生存曲線Aは約100年前のデータで「乳がん患者(治癒が望める患者も多数含む)に対する無治療の生存成績」です (Br Med J 1962; 2: 213-221)。生存曲線Bは約50年前のデータで「転移した乳がん患者に対する多剤併用抗がん剤による1次治療成績」です (Cancer 1985; 55: 341-346)。生存曲線Cは約15年前の「転移した乳がん患者に対する抗がん剤ドセタキセル単剤による2次治療成績」を示します (J Clin Oncol 2002; 20: 2812-2823)。

さらに付け加えると、生存曲線Bは米国にある有名なMDアンダーソン・がんセンターで1970年代にいくつもの抗がん剤を組み合わせた治療(多剤併用療法)を1次治療として行った治療成績の観察研究データです。一方、生存曲線Cはランダム化比較試験(第Ⅲ相試験)のデータです。2次治療として、「ドセタキセル単剤 vs ドセタキセル+ カペシタビン」の比較試験の結果から、なぜか負けた方のドセタキセル単剤の生存曲線が選択されています。幾多もある乳がん2次治療の比較試験の中からこのエビデンスをあえて選択し、さらには治療成績の悪いほうを切り取っていること自体にすでに多大な恣意が働いています。

データを吟味する前に、抗がん剤の1次治療、2次治療について説明します。転移があるために治癒が困難ながんと診断されてから、いちばん最初に受ける抗がん剤治療のことを1次治療と呼びます。その1次治療を受けている最中にがんの増悪を認め、1次治療の効果が失われたと判断された後、次に選ばれる抗がん剤治療のことを2次治療といいます。近藤氏はこれを「乗り換え治療」と称しています。抗がん剤メニューを変えて異なる抗がん剤2次治療を施したほうががよいのか、それとも抗がん剤を使用しないで手厚い緩和ケア (これを best supportive care; BSC と呼ぶ) がよいのか、そのようなクリニカル・クエスチョンは昔から議論され、多くのエビデンスの蓄積のもとに今ある1次治療、2次治療というものが確立されているわけですが、近藤氏はそれらの足を引っ張ろうとします。

この1次治療と2次治療の生存曲線を比較することすらナンセンスなのですが、近藤氏作成のグラフに付き合ってみることにしましょう。

生存曲線Cの全生存期間の中央値 (患者の50%が死亡した時点) が0.96年なのに対して、生存曲線Aのそれは2.7年と大きく上回っています。
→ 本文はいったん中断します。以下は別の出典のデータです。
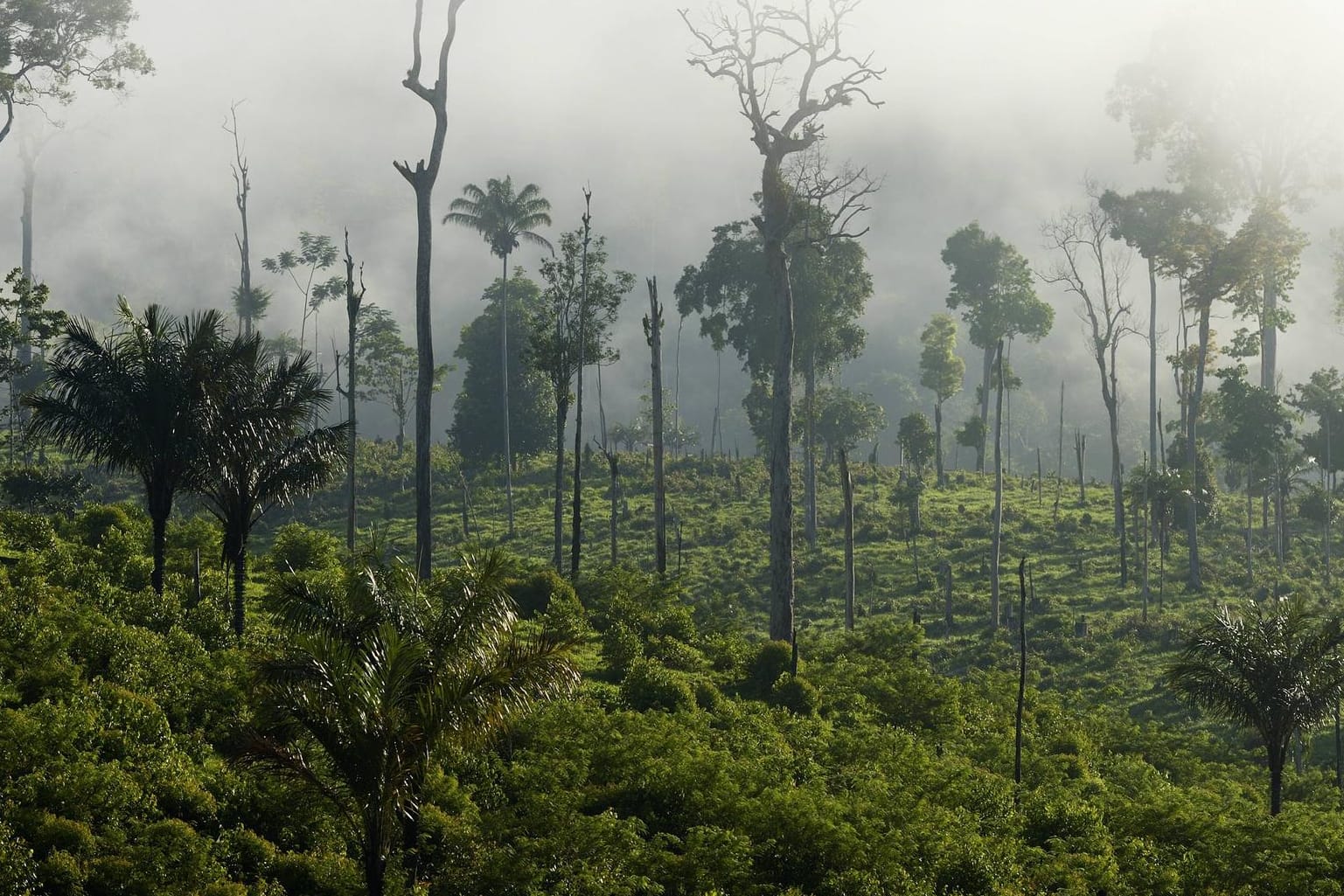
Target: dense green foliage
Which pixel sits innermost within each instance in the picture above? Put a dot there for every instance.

その中間にあるのが生存曲線Bです。抗がん剤を受けたBとCの生存曲線より、無治療のAの生存曲線がいちばん上に位置している状況を見せられると、「やはり放置したほうがいいのかな」と思ってしまうかもしれません。

 

以下に、近藤氏が冒している2つの大きなルール違反を最初に指摘しておきます。

1. エビデンスレベルや研究デザインがまったく異なる異質なデータ同士を直接比較させているという点。

2. 時代背景、患者背景、生存期間の起始点(スタート時点)がそれぞれまったく異なる生存曲線を直接比較させているという点。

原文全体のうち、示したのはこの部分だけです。